Elle use de sa plume acerbe pour faire rire les lecteurs de la rubrique Vous de Libération. Fantasque, généreuse, plus fragile qu’elle n’ y paraît, “la Peyret” (comme l’appellent certains de ses collègues) se livre.
De la gouaille et du charisme qui occupent l’espace en douceur. Emmanuelle Peyret, 41 ans, écrit dans Libération depuis plus de 20 ans. Rattachée en 2005 à la rubrique Vous, elle y décrypte les tendances en vogue avec un cynisme et un humour décapants. Le dernier bar à chignon, la pilosité masculine ou la descente des alpages à Annecy : sa plume affûtée traite la diversité, souvent le futile. Elle n’a pas son pareil pour décocher des flèches d’ironie et décrocher le sourire du lecteur.
Elle affirme, entre deux bouffées de cigarette, que dans son métier, il faut se construire “un personnage”. Le sien semble taillé sur mesure. Physiquement, cette petite brune ressemble à Yolande Moreau, sans les yeux en amande. Son rouge à lèvres pourpre déborde du contour naturel de ses lèvres. Un chignon haut emprisonne négligemment ses cheveux foncés. Les quelques mèches qui y ont échappé et le mascara noir très épais soulignent son visage rond. Elle a choisit de jouer l’exubérance, le décalé…comme pour se protéger. Une hypothèse confortée par Thierry, le père de ses deux fils : “elle a une aura naturelle. Mais, il y a une différence entre le personnage public et le personnage privé qui regarde tranquillement la TV avec nous.”
Outre son mari et ses enfants, l’autre famille de la journaliste s’appelle Libération. Un rapport “affectif” existe avec “le journal qu’on lisait à la maison”. La jeune femme a passé son enfance dans une famille de normaliens. Son grand-père et son père, le metteur en scène Jean-François Peyret, auteur du Cas de Sophie K., ont été journalistes. Emmanuelle Peyret ne s’en cache pas : c’est grâce aux relations paternelles qu’elle obtient ses premiers stages dans la presse.
Conserver sa liberté
A 21 ans, elle signe son premier papier dans le quotidien créé par Sartre et July. La jeune étudiante devient vite une pigiste remarquée. D’abord au service culture, qu’elle quitte rapidement pour éviter l’ambiguïté avec les activités artistiques de son père. Bientôt elle participe à l’aventure du cahier Europe. Les reportages s’enchaînent à travers le vieux Continent. Le 1er janvier 1992, elle est embauchée définitivement au 11, rue Béranger. En deux décennies, cette extravertie va connaître plusieurs services : étranger, multimédia, bureau de Lyon.

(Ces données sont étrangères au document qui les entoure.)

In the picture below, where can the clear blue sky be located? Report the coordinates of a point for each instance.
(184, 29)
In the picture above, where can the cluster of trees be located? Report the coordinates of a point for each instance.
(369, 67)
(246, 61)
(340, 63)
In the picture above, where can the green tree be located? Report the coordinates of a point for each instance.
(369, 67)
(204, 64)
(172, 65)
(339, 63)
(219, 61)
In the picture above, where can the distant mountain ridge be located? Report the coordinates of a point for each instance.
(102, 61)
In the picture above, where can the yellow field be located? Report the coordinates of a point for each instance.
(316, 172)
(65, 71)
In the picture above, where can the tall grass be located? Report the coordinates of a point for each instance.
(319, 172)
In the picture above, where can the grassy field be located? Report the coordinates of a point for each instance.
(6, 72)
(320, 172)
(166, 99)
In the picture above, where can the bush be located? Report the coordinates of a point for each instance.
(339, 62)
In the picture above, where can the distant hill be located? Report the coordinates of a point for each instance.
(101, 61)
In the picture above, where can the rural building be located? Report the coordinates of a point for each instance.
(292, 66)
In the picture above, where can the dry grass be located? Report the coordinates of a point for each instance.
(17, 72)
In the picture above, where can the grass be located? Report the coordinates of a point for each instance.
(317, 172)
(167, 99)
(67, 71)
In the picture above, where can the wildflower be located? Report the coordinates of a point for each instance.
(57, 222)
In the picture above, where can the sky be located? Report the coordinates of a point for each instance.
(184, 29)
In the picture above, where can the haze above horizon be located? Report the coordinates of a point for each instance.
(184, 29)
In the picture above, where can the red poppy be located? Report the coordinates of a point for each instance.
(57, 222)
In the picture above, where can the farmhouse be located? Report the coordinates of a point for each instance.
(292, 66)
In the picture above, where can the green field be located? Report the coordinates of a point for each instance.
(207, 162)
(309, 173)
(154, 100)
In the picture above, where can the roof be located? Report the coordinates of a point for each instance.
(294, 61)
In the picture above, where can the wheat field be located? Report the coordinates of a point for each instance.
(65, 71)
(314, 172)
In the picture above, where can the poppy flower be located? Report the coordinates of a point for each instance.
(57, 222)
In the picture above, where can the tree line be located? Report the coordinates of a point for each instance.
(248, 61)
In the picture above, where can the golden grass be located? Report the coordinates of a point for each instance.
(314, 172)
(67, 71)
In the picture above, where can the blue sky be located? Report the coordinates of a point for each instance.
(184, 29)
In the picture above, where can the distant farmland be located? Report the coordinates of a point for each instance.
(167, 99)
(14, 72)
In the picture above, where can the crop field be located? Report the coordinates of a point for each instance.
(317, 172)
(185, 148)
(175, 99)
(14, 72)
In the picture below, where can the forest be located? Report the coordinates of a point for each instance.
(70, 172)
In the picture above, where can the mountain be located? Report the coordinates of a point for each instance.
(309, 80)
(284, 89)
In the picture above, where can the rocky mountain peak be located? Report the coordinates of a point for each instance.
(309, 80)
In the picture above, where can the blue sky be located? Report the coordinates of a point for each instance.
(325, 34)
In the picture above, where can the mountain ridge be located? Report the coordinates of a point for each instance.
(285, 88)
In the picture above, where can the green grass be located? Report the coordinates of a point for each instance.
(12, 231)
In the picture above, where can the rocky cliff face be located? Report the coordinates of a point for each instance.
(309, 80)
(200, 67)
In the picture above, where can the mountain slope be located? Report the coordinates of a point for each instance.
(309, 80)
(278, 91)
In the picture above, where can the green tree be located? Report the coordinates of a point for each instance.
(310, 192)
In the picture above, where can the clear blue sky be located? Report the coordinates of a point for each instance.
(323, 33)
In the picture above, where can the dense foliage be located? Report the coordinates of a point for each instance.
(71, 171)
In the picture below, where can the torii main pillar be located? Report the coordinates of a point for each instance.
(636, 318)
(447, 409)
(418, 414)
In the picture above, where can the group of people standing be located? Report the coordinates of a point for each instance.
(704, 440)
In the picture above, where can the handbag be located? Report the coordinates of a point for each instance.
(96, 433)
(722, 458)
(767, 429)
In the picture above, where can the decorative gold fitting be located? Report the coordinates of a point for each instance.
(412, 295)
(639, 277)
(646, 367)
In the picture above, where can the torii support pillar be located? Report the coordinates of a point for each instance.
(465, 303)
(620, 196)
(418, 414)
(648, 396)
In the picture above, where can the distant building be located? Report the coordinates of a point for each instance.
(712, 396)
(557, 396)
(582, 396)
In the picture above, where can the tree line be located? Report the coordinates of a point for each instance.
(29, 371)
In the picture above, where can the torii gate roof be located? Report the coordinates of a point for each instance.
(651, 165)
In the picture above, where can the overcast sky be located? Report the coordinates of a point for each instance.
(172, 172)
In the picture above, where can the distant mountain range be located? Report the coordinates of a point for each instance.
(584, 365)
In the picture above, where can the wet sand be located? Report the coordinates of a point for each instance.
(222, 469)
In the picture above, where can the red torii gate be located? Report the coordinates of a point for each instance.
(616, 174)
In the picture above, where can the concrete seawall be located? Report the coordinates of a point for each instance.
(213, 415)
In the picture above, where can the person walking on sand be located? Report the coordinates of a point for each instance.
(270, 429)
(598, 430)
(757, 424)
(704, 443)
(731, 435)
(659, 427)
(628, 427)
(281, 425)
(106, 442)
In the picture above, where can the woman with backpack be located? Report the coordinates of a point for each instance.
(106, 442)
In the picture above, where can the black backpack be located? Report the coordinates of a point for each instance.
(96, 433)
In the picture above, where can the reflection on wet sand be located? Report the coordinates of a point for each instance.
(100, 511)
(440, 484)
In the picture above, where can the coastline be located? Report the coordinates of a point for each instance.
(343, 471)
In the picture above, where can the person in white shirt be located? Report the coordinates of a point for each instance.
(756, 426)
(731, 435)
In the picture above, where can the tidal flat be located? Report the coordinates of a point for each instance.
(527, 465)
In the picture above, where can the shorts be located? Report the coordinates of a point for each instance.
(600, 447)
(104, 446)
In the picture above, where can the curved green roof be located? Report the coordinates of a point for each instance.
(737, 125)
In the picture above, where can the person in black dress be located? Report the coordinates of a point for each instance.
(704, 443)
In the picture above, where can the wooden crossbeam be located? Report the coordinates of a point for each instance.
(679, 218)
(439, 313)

En revanche, elle n’a jamais voulu des responsabilités qu’on lui proposait : “cela ne m’intéresse pas, je veux conserver ma liberté.”

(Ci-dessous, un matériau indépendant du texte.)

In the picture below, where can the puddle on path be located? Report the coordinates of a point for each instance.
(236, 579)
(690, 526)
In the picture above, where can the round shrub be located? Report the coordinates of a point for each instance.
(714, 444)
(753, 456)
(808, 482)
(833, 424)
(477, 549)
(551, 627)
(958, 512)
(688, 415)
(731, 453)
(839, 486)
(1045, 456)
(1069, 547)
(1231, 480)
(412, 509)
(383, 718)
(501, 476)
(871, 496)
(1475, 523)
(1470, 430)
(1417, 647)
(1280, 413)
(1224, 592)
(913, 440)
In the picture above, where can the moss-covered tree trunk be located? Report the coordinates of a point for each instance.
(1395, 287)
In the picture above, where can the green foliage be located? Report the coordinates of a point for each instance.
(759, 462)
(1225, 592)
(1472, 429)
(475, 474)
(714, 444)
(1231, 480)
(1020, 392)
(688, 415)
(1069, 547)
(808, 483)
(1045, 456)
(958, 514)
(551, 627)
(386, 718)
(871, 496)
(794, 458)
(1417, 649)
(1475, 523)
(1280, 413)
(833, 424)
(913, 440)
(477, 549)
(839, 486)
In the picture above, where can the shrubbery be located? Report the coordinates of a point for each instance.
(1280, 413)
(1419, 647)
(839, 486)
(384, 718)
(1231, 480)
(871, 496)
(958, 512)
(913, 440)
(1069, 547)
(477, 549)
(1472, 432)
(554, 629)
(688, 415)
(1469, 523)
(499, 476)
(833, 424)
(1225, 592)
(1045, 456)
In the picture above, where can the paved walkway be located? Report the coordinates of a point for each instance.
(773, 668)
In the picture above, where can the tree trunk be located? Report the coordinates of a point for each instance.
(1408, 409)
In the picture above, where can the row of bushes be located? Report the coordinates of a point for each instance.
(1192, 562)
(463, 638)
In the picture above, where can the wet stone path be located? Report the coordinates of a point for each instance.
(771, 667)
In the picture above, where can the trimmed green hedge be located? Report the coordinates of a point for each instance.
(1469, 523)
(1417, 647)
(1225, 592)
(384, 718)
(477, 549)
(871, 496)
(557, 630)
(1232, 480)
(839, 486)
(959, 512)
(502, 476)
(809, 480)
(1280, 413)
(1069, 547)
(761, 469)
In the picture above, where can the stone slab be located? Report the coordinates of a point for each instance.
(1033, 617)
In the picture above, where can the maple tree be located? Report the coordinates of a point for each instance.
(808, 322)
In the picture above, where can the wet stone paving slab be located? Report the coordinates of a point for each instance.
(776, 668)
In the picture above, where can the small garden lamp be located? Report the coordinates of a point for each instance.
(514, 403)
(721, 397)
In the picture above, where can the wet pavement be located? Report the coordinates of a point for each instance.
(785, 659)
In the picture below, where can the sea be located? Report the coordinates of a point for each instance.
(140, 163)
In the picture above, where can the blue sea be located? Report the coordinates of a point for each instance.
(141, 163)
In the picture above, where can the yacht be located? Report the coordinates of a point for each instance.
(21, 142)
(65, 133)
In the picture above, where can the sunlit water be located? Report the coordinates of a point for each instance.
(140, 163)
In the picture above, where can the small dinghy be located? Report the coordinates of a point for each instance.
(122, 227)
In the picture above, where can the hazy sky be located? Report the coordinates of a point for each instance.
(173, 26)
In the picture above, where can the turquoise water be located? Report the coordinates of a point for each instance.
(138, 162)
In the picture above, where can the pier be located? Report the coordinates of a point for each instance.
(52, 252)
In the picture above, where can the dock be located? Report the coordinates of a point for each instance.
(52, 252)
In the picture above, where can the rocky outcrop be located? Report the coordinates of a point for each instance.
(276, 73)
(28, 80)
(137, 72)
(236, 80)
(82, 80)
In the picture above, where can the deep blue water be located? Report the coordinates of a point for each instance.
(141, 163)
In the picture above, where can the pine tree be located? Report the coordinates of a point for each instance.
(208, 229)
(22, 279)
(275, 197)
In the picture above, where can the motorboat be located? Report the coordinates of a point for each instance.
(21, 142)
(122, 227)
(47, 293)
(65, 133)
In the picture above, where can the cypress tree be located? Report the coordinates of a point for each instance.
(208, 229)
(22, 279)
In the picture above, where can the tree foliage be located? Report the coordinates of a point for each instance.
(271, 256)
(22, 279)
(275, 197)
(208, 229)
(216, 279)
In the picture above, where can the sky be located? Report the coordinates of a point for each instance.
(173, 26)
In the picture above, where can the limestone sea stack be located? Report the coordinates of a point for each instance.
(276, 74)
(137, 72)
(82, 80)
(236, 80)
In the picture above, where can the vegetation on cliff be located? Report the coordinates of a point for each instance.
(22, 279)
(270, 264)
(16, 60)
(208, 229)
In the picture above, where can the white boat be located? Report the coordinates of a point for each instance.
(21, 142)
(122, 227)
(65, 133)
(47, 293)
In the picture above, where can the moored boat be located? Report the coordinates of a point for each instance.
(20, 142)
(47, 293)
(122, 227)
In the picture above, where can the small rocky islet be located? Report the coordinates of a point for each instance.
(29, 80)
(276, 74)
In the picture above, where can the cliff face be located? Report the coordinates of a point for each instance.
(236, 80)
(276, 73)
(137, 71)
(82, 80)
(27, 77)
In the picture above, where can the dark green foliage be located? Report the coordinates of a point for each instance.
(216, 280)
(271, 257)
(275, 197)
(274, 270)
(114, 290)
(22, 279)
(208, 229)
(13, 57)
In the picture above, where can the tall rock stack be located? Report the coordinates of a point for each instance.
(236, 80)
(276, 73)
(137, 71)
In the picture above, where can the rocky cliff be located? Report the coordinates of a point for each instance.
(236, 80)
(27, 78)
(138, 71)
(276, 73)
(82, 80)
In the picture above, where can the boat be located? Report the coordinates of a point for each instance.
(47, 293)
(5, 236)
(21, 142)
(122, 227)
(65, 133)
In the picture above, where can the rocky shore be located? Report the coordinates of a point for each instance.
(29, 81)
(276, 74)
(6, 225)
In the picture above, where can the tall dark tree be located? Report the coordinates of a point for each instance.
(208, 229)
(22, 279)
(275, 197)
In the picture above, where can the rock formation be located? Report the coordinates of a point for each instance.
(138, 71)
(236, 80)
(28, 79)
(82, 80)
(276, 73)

Chez Emmanuelle, comme dans une pièce de théâtre, certains dialogues servent à amuser la galerie, à intégrer de la légèreté pour que le public se détende. Mais, il ya ces mots, prononcés d’un ton égal, qui comptent plus que les autres. Liberté et déontologie font partie de cette catégorie. Car derrière l’apparente frivolité, se cachent la fermeté et l’exigence, le sérieux et la rigueur d’une professionnelle qui ne déroge pas à ses principes. “Je n’ai jamais menti, jamais accepté un seul cadeau et j’ai toujours écrit ce que je voulais écrire”, résume-t-elle non sans fierté. Il suffit de lire ses articles pour s’en convaincre.